Why is it important to make informal learning count towards overall training assessments? Ideally, we would be learning every day in some way. The spaces of time between formal training hours can be just as useful as the hours themselves, because this is when we reflect on what we have learned and apply the learning to our real lives. However, the potential of this time is threatened by the way that formal courses often operate. When we know that the time outside of a course isn’t going towards our official process, we actively stop ourselves from thinking about the material in our spare time.

This means that we miss out on the kinds of learning that really stick: informal discussion, putting lessons into practice and finding real-life applications of a subject that we might not have noticed before.

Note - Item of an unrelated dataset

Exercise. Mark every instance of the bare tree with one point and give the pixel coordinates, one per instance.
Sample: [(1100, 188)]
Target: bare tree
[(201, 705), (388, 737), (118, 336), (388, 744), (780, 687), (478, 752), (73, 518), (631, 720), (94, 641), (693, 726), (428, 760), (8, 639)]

Informal learning in practice

Imagine you are taking a Spanish course which involves a combination of face-to-face conversation practice with your tutor, and online tasks and quizzes. The flexibility of the online elements is handy for you because you have a busy lifestyle. You must complete a certain number of conversation hours in order to complete the course.

Coincidentally, you meet a Spanish person outside the course. They happily converse with you in Spanish for half an hour, and correct a few mistakes that you make.

This was as useful to you as any of your conversation lessons. However, it won’t count towards your face-to-face quota because it came about outside your course.

Such instances of ‘informal learning’ are increasingly recognised as important features of any education process. The space in between official teaching blocks when we reflect and apply what we have learned in our everyday lives is crucial to processing the information. With technology such as xAPI, it is possible to digitally log these events and their contribution to your learning process.

xAPI makes informal learning relevant

Experience API or xAPI is a set of technical standards that allows content distribution across different systems. It has largely replaced SCORM, an older set of standards with a more limited set of benefits. One major reason for this lies in xAPI’s ability to record data from all sorts of learning experiences. The ‘Experience’ part of its title comes from this capability.

When an LMS works with xAPI, a learner can enter their informal learning experience straight into their course. The xAPI standard then communicates this across to the main system. xAPI can record and process three-part action statements, like ‘I conversed in Spanish.’ Or, for a plant identification course, ‘Jeff identified a sycamore.’

xAPI can even record this information offline. When Jeff is on a countryside walk without signal, he can still input this contribution to his plant identification course.